Outback Teacher by Freda Nicholls

Outback Teacher by Freda Nicholls

Author:Freda Nicholls [Nicholls, Freda]
Language: eng
Format: epub
ISBN: 9781761065347
Publisher: Allen & Unwin
Published: 2022-03-15T00:00:00+00:00


32

THE PINDAN MOB

By August 1959 I applied to go back up north, anywhere, the following year. Within a couple of weeks I had a reply, saying the Education Department wanted to start a new staging school for Aboriginal kids in Port Hedland. The aim of the school was to bring twenty Aboriginal kids from the Pindan mob, who had no experience of a contemporary school, up to an academic level where they could integrate into the local school.
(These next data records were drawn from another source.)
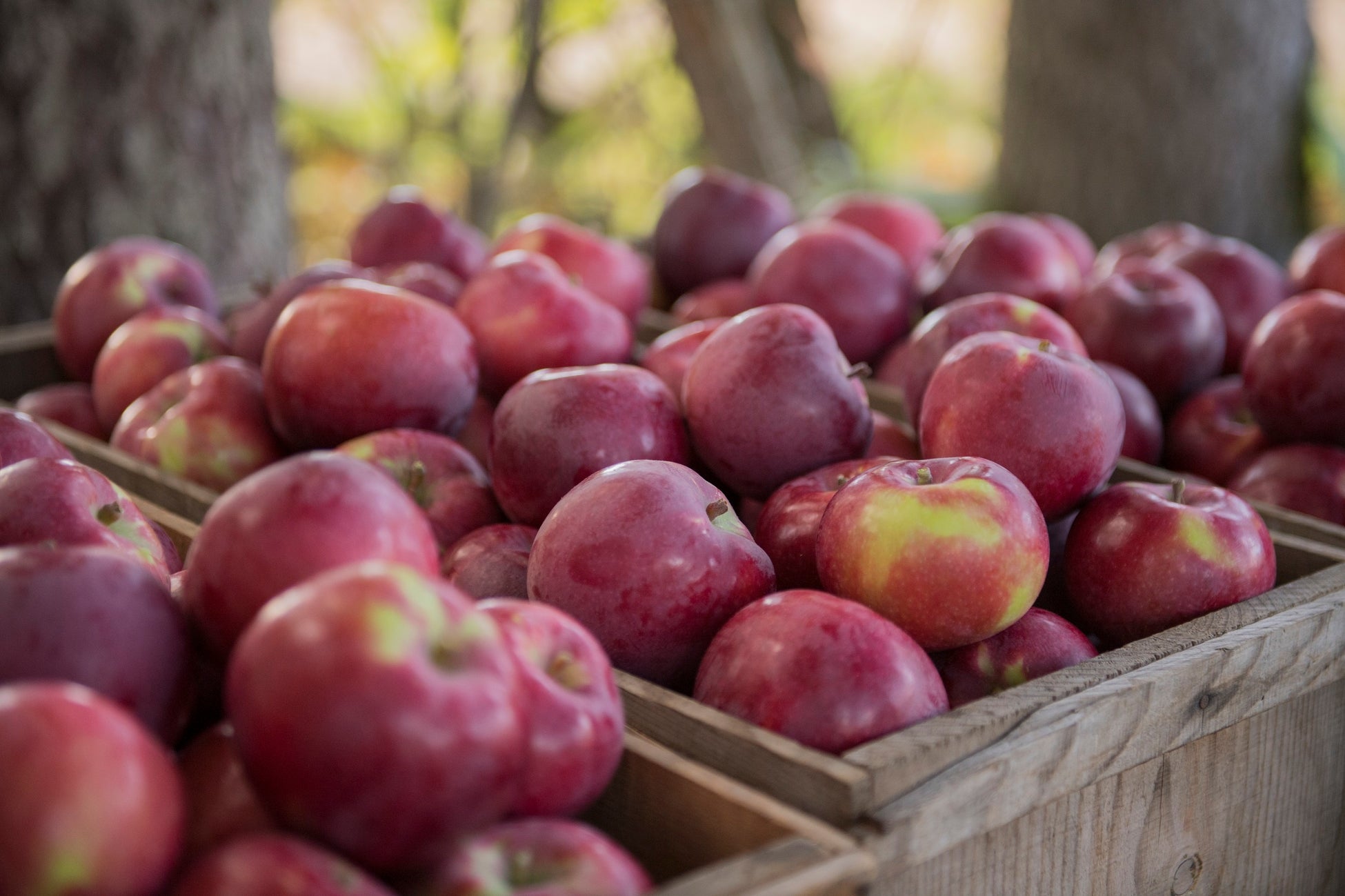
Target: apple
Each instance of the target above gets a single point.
(1294, 369)
(1144, 440)
(556, 427)
(377, 709)
(953, 550)
(349, 358)
(69, 404)
(275, 866)
(825, 672)
(221, 804)
(911, 364)
(651, 559)
(405, 228)
(669, 355)
(23, 437)
(290, 522)
(716, 299)
(491, 561)
(66, 504)
(1037, 645)
(206, 424)
(857, 284)
(99, 618)
(92, 802)
(1210, 546)
(572, 708)
(610, 270)
(112, 284)
(440, 477)
(712, 226)
(1305, 478)
(1001, 252)
(787, 526)
(1053, 419)
(770, 397)
(526, 315)
(904, 225)
(1318, 263)
(1213, 434)
(542, 856)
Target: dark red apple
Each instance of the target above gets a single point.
(570, 706)
(712, 226)
(1212, 548)
(92, 802)
(440, 477)
(1053, 419)
(1213, 434)
(556, 427)
(770, 397)
(379, 710)
(405, 228)
(610, 270)
(349, 358)
(911, 364)
(526, 315)
(1294, 369)
(1037, 645)
(1305, 478)
(651, 559)
(206, 424)
(290, 522)
(114, 283)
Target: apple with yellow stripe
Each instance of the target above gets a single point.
(1145, 557)
(953, 550)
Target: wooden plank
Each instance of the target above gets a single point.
(1254, 809)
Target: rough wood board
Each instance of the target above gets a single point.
(1254, 809)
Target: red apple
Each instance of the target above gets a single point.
(953, 550)
(1213, 434)
(1294, 369)
(556, 427)
(350, 358)
(1053, 419)
(572, 708)
(99, 618)
(70, 505)
(770, 397)
(112, 284)
(1305, 478)
(275, 866)
(404, 228)
(610, 270)
(651, 559)
(904, 225)
(92, 802)
(539, 856)
(1037, 645)
(911, 364)
(1001, 253)
(713, 225)
(69, 404)
(526, 315)
(206, 424)
(787, 526)
(379, 710)
(290, 522)
(440, 477)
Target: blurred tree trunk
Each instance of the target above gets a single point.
(136, 116)
(1119, 113)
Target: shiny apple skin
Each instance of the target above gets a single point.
(1212, 548)
(825, 672)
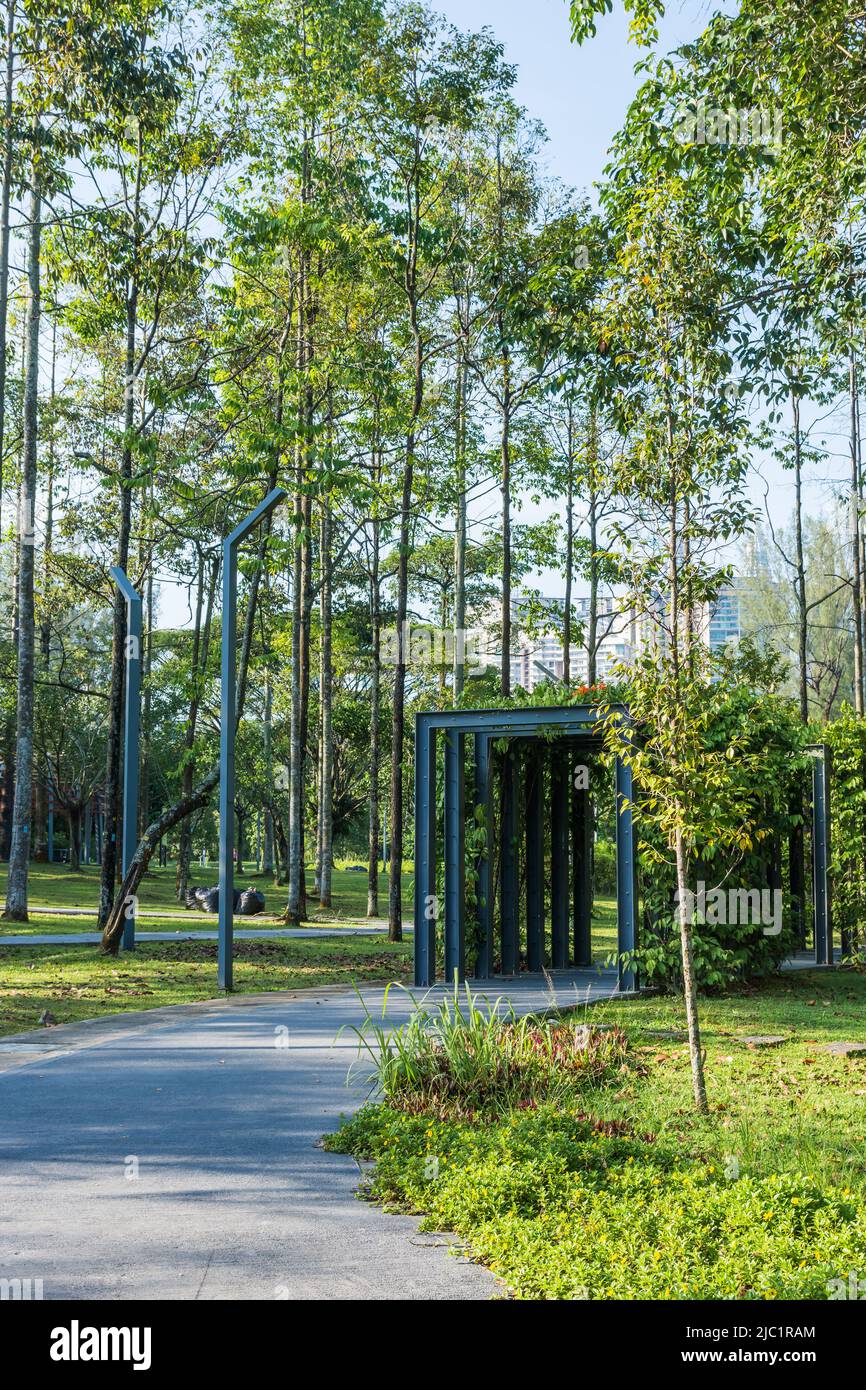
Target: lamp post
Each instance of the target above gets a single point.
(131, 733)
(227, 730)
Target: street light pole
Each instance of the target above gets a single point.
(228, 733)
(131, 733)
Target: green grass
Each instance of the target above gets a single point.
(56, 886)
(77, 983)
(620, 1190)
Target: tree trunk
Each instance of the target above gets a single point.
(4, 218)
(20, 849)
(118, 642)
(690, 988)
(74, 823)
(802, 613)
(395, 865)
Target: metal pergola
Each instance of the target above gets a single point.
(560, 737)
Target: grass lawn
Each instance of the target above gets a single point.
(54, 886)
(616, 1189)
(77, 983)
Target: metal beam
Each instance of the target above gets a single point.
(581, 870)
(426, 901)
(559, 858)
(508, 865)
(820, 854)
(132, 685)
(535, 859)
(484, 866)
(228, 706)
(455, 858)
(626, 904)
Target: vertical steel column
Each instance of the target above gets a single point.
(508, 865)
(559, 858)
(797, 869)
(132, 684)
(581, 869)
(228, 733)
(50, 827)
(535, 859)
(624, 873)
(426, 901)
(455, 858)
(820, 854)
(484, 963)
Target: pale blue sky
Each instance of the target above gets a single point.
(580, 93)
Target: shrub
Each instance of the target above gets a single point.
(460, 1058)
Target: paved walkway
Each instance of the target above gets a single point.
(217, 1108)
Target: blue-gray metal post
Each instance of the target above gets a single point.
(508, 866)
(132, 684)
(227, 730)
(559, 858)
(626, 904)
(581, 866)
(484, 962)
(455, 858)
(426, 901)
(535, 856)
(820, 854)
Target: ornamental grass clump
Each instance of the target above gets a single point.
(460, 1058)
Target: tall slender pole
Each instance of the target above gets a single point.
(131, 734)
(228, 716)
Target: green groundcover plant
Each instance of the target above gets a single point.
(498, 1129)
(565, 1207)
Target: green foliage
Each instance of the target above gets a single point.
(566, 1207)
(462, 1058)
(722, 765)
(845, 738)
I of course said, ‘Yes’—and then found out that they wanted me to start the following term, not quite two weeks away!

The Pindan mob originally came together during the 1946 Pilbara Aboriginal strike, when hundreds of men, women and children left the various stations where they worked for rations, to strike for better conditions and wages. With the help of a white supporter, prospector Don McLeod, a cooperative was set up, with the aim of pooling everyone’s work and money, sustaining cultural traditions, educating the kids and looking after the elderly. Alcohol was strictly forbidden in the camps, and traditional law and ceremonies were to be maintained. Right from the start, the strikers considered education of the kids to be a top priority.

One of the literate Aboriginal strikers, an old man by the name of Tommy Sampi, had started a bush school for the strikers’ kids in 1946. If I remember rightly, he grew up on a Catholic mission near Broome and was taught by Irish or Scottish nuns, and I think he was educated to the end of standard 4 (Grade 5) and could read and write English quite well. Tommy battled on for a while with his little school but, lacking government support, it eventually folded. Tommy apparently then left the group in 1950 and went back to work as a cook at a station near Port Hedland. Since then, no government-funded schooling had been available for the kids, and most adults in the mob were illiterate.
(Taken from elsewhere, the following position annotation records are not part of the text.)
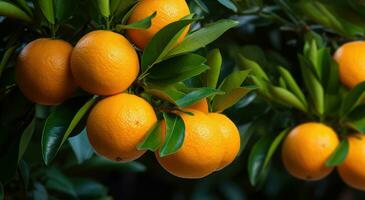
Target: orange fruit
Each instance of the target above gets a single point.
(104, 63)
(167, 11)
(352, 170)
(117, 124)
(307, 148)
(231, 138)
(202, 150)
(43, 71)
(201, 105)
(351, 60)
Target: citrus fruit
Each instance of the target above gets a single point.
(104, 63)
(167, 11)
(201, 151)
(231, 138)
(117, 124)
(307, 148)
(352, 170)
(201, 105)
(351, 60)
(43, 71)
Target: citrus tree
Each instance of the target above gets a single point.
(209, 99)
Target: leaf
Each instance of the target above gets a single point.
(228, 4)
(10, 10)
(222, 102)
(174, 136)
(177, 69)
(152, 141)
(339, 155)
(203, 37)
(56, 126)
(25, 138)
(81, 147)
(214, 61)
(140, 25)
(47, 9)
(353, 99)
(256, 159)
(196, 95)
(104, 7)
(162, 42)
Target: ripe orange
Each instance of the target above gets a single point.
(43, 71)
(201, 105)
(351, 60)
(306, 150)
(104, 63)
(202, 150)
(117, 124)
(231, 138)
(352, 170)
(168, 11)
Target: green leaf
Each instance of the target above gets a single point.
(177, 69)
(81, 147)
(228, 4)
(222, 102)
(285, 97)
(162, 42)
(214, 61)
(339, 155)
(256, 160)
(152, 141)
(174, 136)
(354, 98)
(203, 37)
(140, 25)
(104, 7)
(10, 10)
(25, 138)
(47, 9)
(196, 95)
(56, 126)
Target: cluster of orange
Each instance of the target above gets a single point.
(105, 63)
(308, 146)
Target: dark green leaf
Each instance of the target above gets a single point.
(140, 25)
(10, 10)
(339, 155)
(152, 141)
(196, 95)
(203, 37)
(174, 136)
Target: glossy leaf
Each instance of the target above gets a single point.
(55, 128)
(47, 9)
(162, 42)
(140, 25)
(197, 95)
(81, 147)
(152, 141)
(203, 37)
(12, 11)
(339, 155)
(174, 136)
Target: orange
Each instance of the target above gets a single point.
(168, 11)
(117, 124)
(43, 71)
(104, 63)
(306, 150)
(351, 60)
(202, 150)
(231, 138)
(201, 105)
(352, 170)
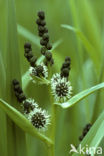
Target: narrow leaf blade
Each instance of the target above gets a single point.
(80, 96)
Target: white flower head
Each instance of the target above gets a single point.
(40, 71)
(39, 119)
(61, 90)
(29, 105)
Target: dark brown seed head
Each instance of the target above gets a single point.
(67, 58)
(43, 50)
(41, 29)
(43, 42)
(65, 72)
(27, 45)
(46, 37)
(49, 46)
(15, 82)
(48, 55)
(41, 14)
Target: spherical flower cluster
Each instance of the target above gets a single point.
(39, 118)
(61, 88)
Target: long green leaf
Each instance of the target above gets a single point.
(14, 134)
(95, 135)
(88, 46)
(80, 96)
(22, 122)
(3, 130)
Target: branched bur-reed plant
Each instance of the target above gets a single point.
(36, 120)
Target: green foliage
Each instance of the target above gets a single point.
(84, 46)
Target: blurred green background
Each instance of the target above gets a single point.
(87, 16)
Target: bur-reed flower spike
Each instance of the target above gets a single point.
(29, 105)
(18, 91)
(61, 89)
(45, 43)
(29, 55)
(40, 71)
(66, 67)
(39, 118)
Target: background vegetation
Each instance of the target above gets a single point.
(83, 42)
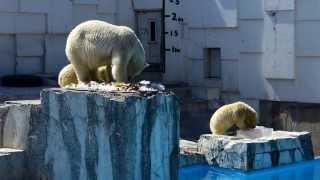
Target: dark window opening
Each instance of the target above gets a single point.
(152, 31)
(213, 63)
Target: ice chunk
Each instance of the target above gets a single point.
(258, 132)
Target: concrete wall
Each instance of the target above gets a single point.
(270, 49)
(33, 32)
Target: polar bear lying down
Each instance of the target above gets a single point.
(95, 43)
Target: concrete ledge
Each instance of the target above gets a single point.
(101, 135)
(12, 164)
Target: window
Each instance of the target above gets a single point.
(152, 31)
(212, 62)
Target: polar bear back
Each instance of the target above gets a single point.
(94, 41)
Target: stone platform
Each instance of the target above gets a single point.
(88, 134)
(251, 154)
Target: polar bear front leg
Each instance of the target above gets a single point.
(83, 72)
(119, 67)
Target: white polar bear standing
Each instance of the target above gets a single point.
(95, 43)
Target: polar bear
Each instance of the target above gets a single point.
(67, 76)
(95, 43)
(239, 114)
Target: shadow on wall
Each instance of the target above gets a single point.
(292, 116)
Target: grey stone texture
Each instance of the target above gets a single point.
(251, 154)
(12, 163)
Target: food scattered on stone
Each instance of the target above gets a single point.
(142, 86)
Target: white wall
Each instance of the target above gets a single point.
(270, 48)
(33, 32)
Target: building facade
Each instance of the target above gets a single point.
(223, 49)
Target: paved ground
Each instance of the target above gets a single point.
(25, 93)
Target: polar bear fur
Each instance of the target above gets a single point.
(239, 114)
(95, 43)
(67, 76)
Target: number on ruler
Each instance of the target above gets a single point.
(176, 2)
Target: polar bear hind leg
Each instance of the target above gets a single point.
(119, 67)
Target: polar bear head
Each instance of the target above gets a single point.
(137, 63)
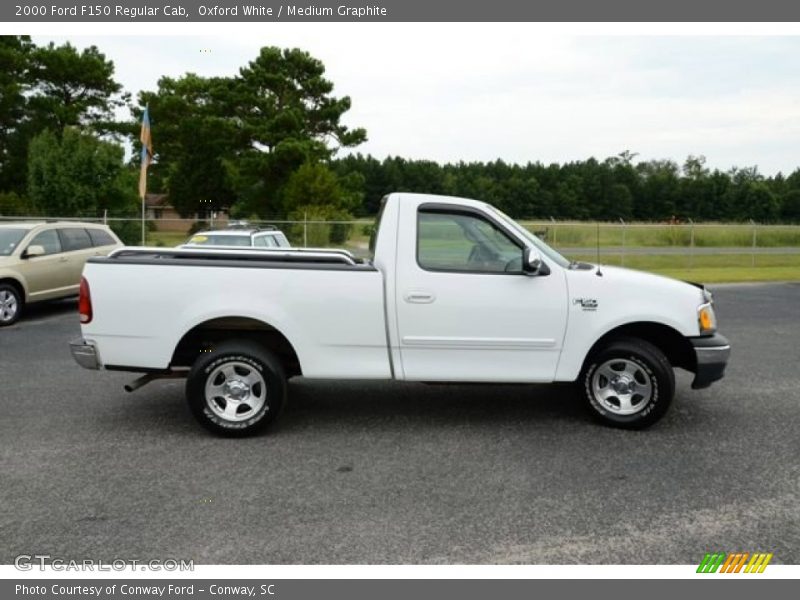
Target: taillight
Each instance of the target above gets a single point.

The strike was resolved three years after it started, with better conditions and pay for Aboriginal workers, so eventually they succeeded. Though they were no longer paid in rations, their wages were still not equal to white workers. Some of the Pindan mob, like Tommy Sampi, went back to the stations and their previous jobs if they were available. Others continued on as a mob in their traditional ways in the cooperative.
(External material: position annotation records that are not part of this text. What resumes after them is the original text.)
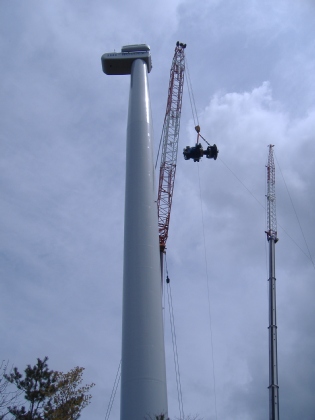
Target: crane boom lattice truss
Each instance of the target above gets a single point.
(169, 139)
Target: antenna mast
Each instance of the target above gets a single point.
(272, 240)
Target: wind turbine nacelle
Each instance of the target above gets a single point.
(121, 63)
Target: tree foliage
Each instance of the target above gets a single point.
(51, 395)
(7, 395)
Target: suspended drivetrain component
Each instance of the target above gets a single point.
(197, 152)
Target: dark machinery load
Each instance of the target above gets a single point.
(197, 152)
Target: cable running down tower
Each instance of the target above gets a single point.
(272, 240)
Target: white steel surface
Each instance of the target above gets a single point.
(143, 377)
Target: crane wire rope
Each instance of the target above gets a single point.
(191, 95)
(208, 296)
(196, 123)
(113, 394)
(174, 342)
(296, 215)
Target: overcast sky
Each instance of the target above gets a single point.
(62, 177)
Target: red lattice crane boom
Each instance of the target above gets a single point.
(169, 139)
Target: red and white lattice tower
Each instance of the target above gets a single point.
(170, 137)
(272, 240)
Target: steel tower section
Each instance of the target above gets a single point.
(143, 371)
(272, 240)
(169, 139)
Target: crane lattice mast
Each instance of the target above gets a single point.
(272, 240)
(169, 139)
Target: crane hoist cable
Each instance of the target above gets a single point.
(196, 152)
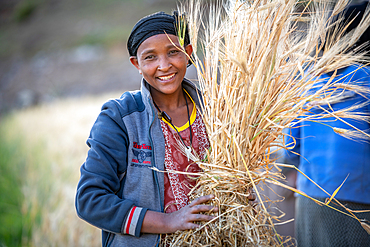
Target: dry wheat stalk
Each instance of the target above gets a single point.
(257, 71)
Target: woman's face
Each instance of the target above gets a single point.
(161, 62)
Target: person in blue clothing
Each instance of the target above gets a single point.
(329, 159)
(124, 188)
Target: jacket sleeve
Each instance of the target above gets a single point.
(96, 199)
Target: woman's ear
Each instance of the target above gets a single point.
(135, 62)
(189, 49)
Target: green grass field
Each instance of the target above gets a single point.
(41, 152)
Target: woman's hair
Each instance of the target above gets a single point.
(157, 23)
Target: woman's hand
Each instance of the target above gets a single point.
(183, 219)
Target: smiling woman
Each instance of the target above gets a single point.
(136, 194)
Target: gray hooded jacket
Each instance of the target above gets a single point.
(117, 184)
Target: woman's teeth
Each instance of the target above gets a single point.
(164, 78)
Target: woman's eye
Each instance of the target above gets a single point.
(174, 52)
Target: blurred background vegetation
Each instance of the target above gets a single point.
(60, 60)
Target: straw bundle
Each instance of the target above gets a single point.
(257, 71)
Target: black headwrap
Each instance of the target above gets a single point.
(157, 23)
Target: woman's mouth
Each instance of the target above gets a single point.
(167, 77)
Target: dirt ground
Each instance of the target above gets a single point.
(69, 49)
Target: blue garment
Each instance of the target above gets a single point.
(328, 158)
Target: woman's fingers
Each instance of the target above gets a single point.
(200, 200)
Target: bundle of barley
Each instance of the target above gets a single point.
(256, 70)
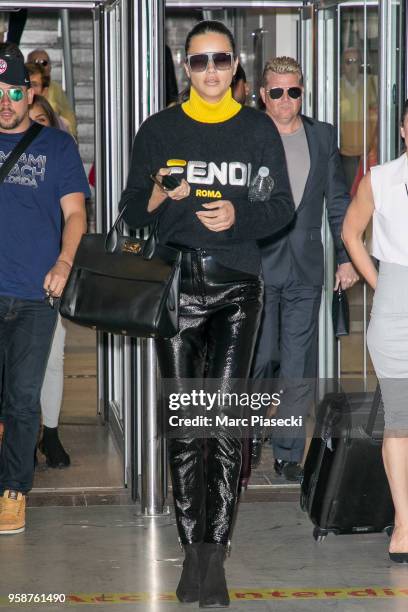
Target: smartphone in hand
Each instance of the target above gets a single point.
(168, 182)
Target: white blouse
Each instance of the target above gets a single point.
(389, 184)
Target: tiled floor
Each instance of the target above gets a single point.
(275, 565)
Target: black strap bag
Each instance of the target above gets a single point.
(340, 313)
(123, 285)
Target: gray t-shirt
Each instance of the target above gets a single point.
(298, 161)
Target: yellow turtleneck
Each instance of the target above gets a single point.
(206, 112)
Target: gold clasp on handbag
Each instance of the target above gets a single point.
(131, 247)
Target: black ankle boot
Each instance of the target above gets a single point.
(51, 447)
(213, 586)
(188, 587)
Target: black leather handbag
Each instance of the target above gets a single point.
(123, 285)
(340, 313)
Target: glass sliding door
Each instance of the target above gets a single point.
(361, 89)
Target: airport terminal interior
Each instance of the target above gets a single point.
(102, 531)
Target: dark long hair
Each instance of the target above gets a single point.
(205, 27)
The mob earnt money by selling kangaroo hides, plaited stockwhips and carved pearl shells, and by mining for various alluvial minerals—beryllium, tantalite and manganese. Soil would be dug out, collected and taken back to the camps, where it would be placed in a modified wooden coolamon, which was normally used to carry babies around. The soil would be rocked back and forth to yandy—to separate the different minerals. This rocking would go on for hours at a time to get enough ore together to be sold, with the money going back to the mob. They also built workshops at the coastal camps and made the fibreglass boats and rafts they used to collect and then carve pearl shells.